Sunday, 17 May 2015

"Pretty"


When I asked my little sister what she wanted to be when she grew up, she answered with: “pretty.”

What an ugly word.

A seven year old with the entire world at her fingertips, her life an unexplored forest, every tree ready for her to climb. There’s room for dreams bigger than the moon she watches every night, brighter than the stars that dance in her ocean blue eyes when sleep won’t steal her away.

But she wants to be pretty.

I watch her clumsy little fingers flick through the pages of the magazines and her eyes widen at the images of girls that look like dolls, with legs as thin as breadsticks she now refuses to eat and skin clearer than the mirror through which she spends so much time glaring at herself. And every time she blinks, my heart pauses because I hope that when she next opens her eyes, she’ll see her own beauty. But instead, I catch her tugging at the ends of her hair in a hope it’ll grow longer, colouring strands with yellow highlighter because blondes beat brunettes, according to the magazines.

As I do, I want to scream loud enough to silence the voices that echo through her mind, those that tell her that being pretty is all there is and the rest doesn’t matter unless your eyelashes have enough volume. Because I think she thinks that pretty is synonymous with being worthy because, after all, that’s what I used to think. The tears start to stain my cheeks at the mere thought that the same dark doubts could cloud her head as they did mine.

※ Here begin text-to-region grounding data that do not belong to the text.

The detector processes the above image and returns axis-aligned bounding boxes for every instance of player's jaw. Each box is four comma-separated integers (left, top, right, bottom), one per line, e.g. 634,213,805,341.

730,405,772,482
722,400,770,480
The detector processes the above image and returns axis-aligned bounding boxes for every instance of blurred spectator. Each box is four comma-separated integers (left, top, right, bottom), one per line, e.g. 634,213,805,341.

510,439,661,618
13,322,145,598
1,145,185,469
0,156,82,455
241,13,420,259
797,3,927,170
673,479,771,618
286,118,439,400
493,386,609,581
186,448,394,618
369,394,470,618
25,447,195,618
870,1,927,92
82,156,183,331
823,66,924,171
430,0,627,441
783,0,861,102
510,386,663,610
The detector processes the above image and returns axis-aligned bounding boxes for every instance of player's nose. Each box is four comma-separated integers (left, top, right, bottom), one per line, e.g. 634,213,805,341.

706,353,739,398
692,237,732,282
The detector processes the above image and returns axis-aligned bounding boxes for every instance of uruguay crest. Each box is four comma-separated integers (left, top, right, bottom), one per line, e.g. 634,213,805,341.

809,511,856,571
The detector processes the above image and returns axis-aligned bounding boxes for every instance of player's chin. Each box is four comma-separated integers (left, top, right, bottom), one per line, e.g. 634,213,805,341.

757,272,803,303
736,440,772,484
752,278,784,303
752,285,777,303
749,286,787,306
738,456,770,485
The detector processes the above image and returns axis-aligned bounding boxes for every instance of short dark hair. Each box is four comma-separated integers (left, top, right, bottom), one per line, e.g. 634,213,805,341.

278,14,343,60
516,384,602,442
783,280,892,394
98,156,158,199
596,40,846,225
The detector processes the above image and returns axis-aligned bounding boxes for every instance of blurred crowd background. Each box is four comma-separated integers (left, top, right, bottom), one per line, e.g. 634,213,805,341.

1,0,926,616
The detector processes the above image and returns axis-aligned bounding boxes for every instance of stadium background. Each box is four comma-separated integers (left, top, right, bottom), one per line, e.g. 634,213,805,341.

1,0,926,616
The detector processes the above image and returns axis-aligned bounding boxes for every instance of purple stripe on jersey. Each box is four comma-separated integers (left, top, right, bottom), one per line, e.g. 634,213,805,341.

And when the day comes that she asks me if I think she’s pretty, I’ll swallow the sorrow and I’ll tell her that the word pretty will never contain everything that she is, or everything that she will be. Because she is more than two sorry syllables and six empty letters. I’ll remind her that she is full. Full of life, full of love, full of everything that it means to be a young girl born into a world that doesn’t make any sense and yet there she is, trying to make sense of it all. Because she is pretty determined that way. I’ll tell her she will always be pretty creative, pretty intelligent, pretty fearless. But she will never be merely pretty.